Similar moving average ratio reversals preceded a bullish outlook for the sector
When the ratio between the short and medium-term moving average for the equal-weighted Technology sector increases above 1.04 after a reset below 0.93, Technology stocks performed well across most time frames, with a solid risk/reward profile.
Technology typically outperforms in the early stages of a new cyclical advance. So, the new signal is a welcome development as it has occurred after most bear market lows, with only one unfortunate whipsaw alert in 1973.

A short-term moving average trend signal
After closing below its 10-day moving average for more than 12 consecutive days, the cap-weighted S&P 500 Technology reversed higher and registered 21 consecutive sessions above the average, triggering a buy signal for the sector.
The premise behind the signal is the following. When markets are bottoming, volatility is high, and indexes rarely close above a short-term moving average for too long.
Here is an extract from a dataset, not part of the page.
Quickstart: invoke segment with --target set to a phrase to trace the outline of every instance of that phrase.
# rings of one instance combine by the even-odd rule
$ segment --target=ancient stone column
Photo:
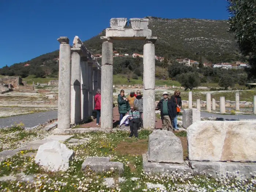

However, when an index emerges from the bottom, it will likely sustain itself above the average for an extended period.
Similar short-term trend reversals preceded positive results
When the cap-weighted Technology sector closes above its 10-day moving average for 21 consecutive days after closing below the average for at least 12 sessions, it performed well a year later. Since 1979, the signal has shown a profit in every case at some point in the next six months. Similar to the deviation signal, the only whipsaw alert occurred n 1973.

The concept can be used for individual stocks
Tesla triggered a signal for only the third time in its brief history.

What the research tells us...
After a challenging 2022, I'm finding more opportunities in the Technology sector, especially when compared to value sectors. With a deviation from trend and a 10-day moving average trend reversal signal triggering an alert, the outlook for the Technology sector is more encouraging. Except for 1973, historical cases have typically foreshadowed an end to significant drawdowns.